Пьеса закончилась; пока шли приготовления к дивертисменту, зрители повставали с мест и болтали наперебой. Я протиснулся поближе к двери и по стуку изнутри услышал, что там заняты приборкой. Приподняв нижний край ковра, я заглянул за кулисы. Матушка заметила это и оттащила меня; однако я успел увидеть, что всех вперемежку друзей и врагов — Саула и Голиафа и остальных прочих — складывают в один ящик, так что любопытство, удовлетворенное лишь вполовину, получило новую пищу. К своему великому удивлению, я узрел орудующего в святилище лейтенанта. Сколько бы с этой минуты Гансвурст ни стучал каблуками, он потерял для меня всякий интерес. Я погрузился в глубокие размышления, ибо после сделанного открытия мне стало и спокойнее и беспокойнее на душе. Узнав лишь кое-что, я стал думать, что не знаю ничего; и в этом я был прав — моим знаниям недоставало взаимной связи, а в ней-то вся и суть.

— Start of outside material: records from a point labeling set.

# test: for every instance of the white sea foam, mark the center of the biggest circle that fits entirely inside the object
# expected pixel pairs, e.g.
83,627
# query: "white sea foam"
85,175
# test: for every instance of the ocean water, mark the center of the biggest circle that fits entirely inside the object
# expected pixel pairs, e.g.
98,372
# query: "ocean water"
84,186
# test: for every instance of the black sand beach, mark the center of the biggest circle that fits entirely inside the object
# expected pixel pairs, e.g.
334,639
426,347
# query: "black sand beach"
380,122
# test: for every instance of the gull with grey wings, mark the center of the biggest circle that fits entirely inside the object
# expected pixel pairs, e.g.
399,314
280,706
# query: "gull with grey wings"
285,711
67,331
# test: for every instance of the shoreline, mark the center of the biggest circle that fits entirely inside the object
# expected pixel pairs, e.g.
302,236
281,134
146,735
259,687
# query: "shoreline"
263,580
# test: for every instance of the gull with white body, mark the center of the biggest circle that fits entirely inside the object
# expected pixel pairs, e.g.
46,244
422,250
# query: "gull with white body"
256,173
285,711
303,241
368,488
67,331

— В хорошо поставленном и строго налаженном доме, — продолжал Вильгельм, — дети ведут себя примерно так же, как должны себя вести крысы и мыши; они подмечают все щели и дырки, через которые можно добраться до запретного лакомства, и при этом испытывают такой затаенный сладостный ужас, который составляет значительную долю ребячьего счастья.

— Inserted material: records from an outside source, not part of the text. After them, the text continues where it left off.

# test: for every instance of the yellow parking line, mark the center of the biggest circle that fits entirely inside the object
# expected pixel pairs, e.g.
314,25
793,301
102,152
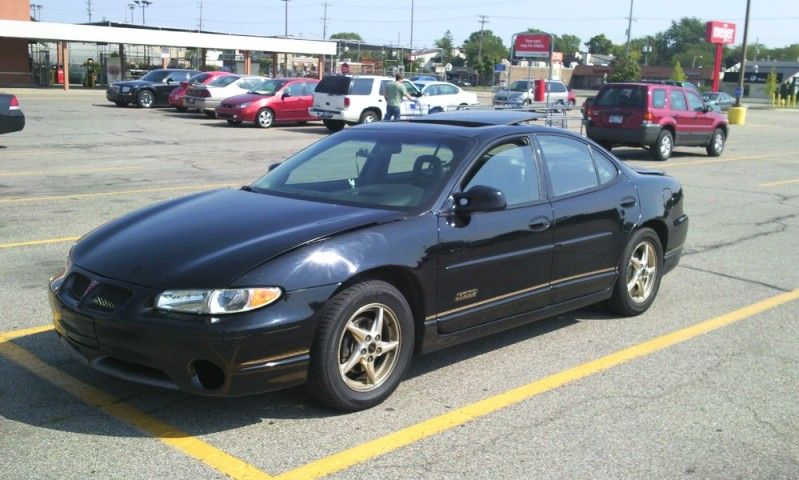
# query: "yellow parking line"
774,184
177,439
361,453
44,173
120,192
37,242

Я прежде всех своих братьев и сестер подмечал, что ключ оставлен в замке. В душе я питал великое благоговение перед запертыми дверями, мимо которых по неделям, по месяцам вынужден был проходить, и только изредка заглядывал туда украдкой, если матушка отмыкала святилище, где ей понадобилось что-то достать, — зато я же первый спешил не упустить случая, когда он представлялся мне из-за небрежности ключницы.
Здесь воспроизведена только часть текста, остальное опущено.